According to research, in the last 40 years, childhood obesity has increased four times! It is now estimated that approximately 18% of children from the ages of 6 to 19 are overweight.
Because childhood obesity holds so many negative health implications, it is important that we focus our attention on this growing issue immediately.
To learn more about childhood obesity and it's health implications, continue reading this article.
Throughout, we will discuss the consequences of childhood obesity, as well as briefly discuss how we can begin to control childhood obesity through healthy eating habits.
As said previously, obese children are likely to face a wide range of serious health conditions and mental issues.
Let's speak more in depth about each of these issues, beginning with mental health.
Children who are overweight are often bullied and ridiculed by other children, having a significant impact on their self esteem.
According to healthcare professionals, children who are unhappy with themselves and their weight are likely to develop serious mental conditions such as eating disorders, depression, and substance abuse.
Aside from mental health issues, childhood obesity can also lead to a variety of physical health complications.
Children who are overweight or obese are at a heightened risk of developing high blood pressure and high cholesterol levels.
These two conditions are very serious and, if they are not dealt with, can eventually lead to cardiovascular disease, heart attack, stroke, and even death.
Childhood obesity can also lead to a variety of other health complications including type two diabetes, as well as bone and joint problems.
If your child is overweight, you need to take action immediately.
Doing so could prevent a variety of health complications before they occur! If your child is overweight, help them to lose weight, beginning with a healthy diet plan.
A healthy and nutritious whole foods diet plan is the best way to help your child to lose weight.
What does a whole foods diet plan include? Included in a whole foods diet plan is a variety of fruits, vegetables, nuts, seeds, and whole grains.
Each of these foods contain the vital nutrients and minerals that are essential to a healthy diet.

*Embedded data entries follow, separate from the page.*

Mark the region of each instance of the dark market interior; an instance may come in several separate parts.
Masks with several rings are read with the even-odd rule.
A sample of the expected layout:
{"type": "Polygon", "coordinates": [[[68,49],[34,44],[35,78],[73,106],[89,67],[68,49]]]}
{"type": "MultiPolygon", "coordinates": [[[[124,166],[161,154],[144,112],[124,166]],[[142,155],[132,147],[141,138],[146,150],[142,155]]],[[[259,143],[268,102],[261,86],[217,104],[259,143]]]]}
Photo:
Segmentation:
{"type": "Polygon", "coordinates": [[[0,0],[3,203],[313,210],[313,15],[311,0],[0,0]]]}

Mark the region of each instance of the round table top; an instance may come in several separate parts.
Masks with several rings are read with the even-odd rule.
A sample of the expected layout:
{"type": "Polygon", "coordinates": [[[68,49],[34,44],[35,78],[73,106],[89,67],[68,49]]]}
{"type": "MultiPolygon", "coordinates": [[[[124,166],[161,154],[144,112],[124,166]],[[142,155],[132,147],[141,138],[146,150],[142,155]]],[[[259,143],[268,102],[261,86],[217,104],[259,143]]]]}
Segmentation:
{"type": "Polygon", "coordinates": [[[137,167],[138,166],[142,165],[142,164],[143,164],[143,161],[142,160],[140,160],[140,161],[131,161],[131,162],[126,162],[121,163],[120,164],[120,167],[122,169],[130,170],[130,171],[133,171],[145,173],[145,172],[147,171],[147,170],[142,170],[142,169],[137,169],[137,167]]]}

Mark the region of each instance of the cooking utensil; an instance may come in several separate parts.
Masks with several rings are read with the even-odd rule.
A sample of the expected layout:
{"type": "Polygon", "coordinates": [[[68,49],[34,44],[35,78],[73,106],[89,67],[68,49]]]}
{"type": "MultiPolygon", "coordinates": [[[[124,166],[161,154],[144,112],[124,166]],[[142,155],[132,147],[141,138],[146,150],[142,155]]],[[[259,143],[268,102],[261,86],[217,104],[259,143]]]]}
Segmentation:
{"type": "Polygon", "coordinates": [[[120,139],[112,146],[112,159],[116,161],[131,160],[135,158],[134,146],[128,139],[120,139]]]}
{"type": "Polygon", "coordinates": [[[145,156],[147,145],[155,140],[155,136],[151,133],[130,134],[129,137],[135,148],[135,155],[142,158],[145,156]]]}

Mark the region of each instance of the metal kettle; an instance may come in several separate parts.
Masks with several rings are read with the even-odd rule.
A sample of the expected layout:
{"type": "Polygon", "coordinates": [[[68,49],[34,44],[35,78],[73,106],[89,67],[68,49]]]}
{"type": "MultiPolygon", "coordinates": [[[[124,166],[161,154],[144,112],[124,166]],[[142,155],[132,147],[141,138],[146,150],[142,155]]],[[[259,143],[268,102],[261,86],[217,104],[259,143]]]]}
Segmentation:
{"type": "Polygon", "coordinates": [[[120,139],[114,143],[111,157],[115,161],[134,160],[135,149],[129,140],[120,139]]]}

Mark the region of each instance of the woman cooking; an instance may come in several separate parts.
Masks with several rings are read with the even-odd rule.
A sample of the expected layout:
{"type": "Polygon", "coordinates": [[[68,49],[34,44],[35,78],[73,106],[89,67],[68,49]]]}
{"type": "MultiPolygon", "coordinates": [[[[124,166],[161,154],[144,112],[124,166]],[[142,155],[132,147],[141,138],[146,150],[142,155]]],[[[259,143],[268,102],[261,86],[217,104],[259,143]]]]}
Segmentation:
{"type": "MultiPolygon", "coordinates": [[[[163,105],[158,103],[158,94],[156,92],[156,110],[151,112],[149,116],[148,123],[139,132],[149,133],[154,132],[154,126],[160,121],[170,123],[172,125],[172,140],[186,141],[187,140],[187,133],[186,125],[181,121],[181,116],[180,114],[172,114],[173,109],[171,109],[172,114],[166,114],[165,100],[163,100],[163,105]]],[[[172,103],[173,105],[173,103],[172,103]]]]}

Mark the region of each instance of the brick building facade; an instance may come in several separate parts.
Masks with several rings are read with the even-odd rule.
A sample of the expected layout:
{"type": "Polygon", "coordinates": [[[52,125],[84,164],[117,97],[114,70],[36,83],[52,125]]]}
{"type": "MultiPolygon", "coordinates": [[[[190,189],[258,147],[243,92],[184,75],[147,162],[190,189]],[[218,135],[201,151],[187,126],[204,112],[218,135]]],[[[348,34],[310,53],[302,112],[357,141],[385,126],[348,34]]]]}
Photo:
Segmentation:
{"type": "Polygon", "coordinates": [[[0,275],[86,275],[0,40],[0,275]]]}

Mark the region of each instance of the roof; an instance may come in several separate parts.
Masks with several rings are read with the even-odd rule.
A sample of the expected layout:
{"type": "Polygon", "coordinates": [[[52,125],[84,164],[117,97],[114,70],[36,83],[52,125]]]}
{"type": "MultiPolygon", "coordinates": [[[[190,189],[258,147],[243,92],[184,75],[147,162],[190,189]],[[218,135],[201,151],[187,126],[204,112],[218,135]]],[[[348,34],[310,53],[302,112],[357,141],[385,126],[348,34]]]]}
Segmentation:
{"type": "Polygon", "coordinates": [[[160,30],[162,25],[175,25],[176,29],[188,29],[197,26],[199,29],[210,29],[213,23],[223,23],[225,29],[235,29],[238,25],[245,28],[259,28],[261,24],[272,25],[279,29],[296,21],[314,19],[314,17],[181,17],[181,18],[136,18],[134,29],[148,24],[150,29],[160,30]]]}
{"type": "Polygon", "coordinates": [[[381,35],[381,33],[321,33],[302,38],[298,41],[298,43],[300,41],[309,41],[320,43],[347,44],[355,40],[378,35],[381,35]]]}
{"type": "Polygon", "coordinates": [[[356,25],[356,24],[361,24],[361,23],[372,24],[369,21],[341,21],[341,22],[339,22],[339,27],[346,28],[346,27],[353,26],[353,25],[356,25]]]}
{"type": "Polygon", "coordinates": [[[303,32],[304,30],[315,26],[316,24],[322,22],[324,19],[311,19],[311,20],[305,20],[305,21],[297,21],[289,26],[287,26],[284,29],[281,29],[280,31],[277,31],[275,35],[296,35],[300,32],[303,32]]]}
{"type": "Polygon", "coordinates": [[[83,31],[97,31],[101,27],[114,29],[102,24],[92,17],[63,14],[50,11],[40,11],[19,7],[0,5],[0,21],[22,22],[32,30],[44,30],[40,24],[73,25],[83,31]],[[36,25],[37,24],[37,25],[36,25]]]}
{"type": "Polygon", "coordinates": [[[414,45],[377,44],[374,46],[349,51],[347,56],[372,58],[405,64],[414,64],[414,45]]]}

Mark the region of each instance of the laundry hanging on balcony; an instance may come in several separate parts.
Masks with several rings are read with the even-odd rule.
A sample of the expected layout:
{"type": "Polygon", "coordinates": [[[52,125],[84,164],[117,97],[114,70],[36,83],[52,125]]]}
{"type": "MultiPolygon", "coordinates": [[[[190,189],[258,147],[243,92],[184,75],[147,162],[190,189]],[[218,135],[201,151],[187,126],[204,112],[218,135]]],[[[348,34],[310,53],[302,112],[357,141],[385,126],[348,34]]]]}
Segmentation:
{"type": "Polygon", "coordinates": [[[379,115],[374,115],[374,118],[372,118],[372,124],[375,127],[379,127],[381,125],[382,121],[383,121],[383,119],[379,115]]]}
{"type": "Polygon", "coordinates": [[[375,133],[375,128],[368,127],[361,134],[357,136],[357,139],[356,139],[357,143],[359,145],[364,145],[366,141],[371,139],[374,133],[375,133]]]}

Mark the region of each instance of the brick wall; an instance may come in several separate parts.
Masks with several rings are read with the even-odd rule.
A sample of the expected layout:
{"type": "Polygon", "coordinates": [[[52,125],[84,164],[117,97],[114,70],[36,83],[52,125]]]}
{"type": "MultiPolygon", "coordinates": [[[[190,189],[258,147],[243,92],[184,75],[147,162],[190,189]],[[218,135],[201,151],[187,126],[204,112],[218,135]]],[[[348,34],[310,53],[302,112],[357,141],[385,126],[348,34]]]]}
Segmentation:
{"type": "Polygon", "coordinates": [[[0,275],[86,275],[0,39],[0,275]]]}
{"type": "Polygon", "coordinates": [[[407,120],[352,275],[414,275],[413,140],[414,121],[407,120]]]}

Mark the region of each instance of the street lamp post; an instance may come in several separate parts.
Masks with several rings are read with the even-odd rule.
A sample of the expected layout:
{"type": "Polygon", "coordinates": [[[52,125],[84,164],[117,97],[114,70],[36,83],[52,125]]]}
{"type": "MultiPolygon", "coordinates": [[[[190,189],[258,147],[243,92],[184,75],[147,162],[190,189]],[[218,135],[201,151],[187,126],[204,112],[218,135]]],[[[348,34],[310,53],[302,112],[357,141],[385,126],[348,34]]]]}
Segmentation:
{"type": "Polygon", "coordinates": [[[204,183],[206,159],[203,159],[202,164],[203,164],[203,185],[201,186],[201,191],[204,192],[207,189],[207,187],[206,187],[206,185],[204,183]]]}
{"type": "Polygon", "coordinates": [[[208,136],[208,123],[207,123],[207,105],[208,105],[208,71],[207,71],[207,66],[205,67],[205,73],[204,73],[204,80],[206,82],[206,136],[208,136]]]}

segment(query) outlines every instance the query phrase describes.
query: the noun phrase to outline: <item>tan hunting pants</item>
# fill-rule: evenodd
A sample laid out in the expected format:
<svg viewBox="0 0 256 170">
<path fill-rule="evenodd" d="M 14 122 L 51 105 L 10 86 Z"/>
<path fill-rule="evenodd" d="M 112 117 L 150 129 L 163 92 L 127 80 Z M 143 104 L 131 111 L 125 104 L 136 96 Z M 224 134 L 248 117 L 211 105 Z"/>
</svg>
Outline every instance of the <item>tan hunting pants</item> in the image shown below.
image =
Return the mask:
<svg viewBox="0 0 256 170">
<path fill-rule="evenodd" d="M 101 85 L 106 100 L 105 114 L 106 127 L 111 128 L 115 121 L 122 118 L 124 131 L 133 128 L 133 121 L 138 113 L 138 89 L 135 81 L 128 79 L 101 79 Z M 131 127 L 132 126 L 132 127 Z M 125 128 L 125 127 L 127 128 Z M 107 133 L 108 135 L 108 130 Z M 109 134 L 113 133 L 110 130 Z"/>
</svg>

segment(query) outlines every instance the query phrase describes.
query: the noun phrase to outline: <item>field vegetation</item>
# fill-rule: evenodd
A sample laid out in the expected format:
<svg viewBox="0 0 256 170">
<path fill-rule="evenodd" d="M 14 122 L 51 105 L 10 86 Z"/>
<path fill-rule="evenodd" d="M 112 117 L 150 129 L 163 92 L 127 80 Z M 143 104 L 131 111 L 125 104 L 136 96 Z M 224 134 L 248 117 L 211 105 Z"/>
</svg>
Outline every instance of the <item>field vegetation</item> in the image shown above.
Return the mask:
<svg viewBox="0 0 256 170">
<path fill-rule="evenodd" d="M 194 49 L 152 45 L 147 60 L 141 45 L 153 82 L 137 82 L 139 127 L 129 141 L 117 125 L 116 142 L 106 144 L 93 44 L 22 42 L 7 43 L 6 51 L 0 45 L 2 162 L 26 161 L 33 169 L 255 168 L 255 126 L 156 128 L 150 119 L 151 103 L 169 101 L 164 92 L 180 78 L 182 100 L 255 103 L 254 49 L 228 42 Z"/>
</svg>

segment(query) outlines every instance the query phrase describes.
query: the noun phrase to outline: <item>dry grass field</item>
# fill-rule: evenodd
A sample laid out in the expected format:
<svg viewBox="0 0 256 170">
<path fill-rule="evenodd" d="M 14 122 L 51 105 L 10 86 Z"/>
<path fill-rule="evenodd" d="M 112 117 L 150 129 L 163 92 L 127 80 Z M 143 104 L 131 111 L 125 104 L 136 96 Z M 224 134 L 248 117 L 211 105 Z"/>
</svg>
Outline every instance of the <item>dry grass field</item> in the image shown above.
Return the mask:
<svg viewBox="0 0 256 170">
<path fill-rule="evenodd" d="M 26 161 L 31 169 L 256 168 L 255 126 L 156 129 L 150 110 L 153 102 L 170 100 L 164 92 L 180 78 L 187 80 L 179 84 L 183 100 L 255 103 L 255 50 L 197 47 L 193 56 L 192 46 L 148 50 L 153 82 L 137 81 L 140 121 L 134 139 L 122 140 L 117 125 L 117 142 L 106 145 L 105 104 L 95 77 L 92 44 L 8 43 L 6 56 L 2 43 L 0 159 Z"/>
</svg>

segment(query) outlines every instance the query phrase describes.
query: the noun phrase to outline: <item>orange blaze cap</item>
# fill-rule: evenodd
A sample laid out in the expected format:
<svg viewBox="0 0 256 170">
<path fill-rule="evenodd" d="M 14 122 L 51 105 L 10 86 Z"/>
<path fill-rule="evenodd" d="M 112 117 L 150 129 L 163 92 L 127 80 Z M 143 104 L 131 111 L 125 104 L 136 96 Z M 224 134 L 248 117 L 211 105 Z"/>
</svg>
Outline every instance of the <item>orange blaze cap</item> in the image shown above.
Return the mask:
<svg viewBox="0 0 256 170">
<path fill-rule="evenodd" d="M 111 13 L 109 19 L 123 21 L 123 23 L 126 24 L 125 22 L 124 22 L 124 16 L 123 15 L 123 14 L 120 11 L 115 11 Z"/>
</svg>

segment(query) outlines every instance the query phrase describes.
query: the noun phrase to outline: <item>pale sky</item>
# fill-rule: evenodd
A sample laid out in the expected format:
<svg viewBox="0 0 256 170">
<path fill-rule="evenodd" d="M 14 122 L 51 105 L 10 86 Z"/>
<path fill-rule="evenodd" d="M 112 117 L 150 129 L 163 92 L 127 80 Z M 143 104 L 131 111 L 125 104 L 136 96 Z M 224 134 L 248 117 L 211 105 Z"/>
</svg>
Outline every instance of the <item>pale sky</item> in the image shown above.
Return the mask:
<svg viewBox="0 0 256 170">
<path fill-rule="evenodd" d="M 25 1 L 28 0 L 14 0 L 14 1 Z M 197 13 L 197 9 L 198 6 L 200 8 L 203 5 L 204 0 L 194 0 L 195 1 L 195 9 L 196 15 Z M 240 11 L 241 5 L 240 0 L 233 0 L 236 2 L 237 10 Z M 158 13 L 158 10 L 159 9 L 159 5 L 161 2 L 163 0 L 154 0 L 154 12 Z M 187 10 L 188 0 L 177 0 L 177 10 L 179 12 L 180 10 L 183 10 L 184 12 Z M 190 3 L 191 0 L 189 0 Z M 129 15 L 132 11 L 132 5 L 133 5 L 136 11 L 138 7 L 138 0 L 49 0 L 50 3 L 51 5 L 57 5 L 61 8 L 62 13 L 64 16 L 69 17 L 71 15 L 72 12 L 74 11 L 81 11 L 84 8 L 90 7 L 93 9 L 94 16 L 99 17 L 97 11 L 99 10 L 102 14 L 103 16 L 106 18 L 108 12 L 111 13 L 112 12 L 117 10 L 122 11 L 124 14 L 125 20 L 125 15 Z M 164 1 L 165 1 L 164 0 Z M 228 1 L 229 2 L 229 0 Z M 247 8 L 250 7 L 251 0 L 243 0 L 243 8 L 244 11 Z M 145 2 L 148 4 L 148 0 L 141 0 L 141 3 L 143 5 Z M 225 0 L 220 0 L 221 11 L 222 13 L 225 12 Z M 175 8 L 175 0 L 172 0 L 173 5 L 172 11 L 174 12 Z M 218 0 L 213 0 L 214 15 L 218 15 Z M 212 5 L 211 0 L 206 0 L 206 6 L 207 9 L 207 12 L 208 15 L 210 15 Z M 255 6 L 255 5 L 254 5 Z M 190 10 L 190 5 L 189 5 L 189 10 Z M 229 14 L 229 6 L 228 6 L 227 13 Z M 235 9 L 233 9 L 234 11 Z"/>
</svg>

They do not, however, include all of the components that make individuals gain weight (carbohydrates, fats, calories).
Fruits, vegetables, and whole grain foods are also high in fiber, a food component that helps us to lose weight by making our stomach fill up faster and stay fuller for longer, allowing us to consume less food.
If you would like to learn more about childhood obesity and whole food diet plans, ask your health care professional or continue searching the internet.
There are many resources out there that can provide you with detailed information on which specific foods should be included within your child's diet and which foods should be excluded.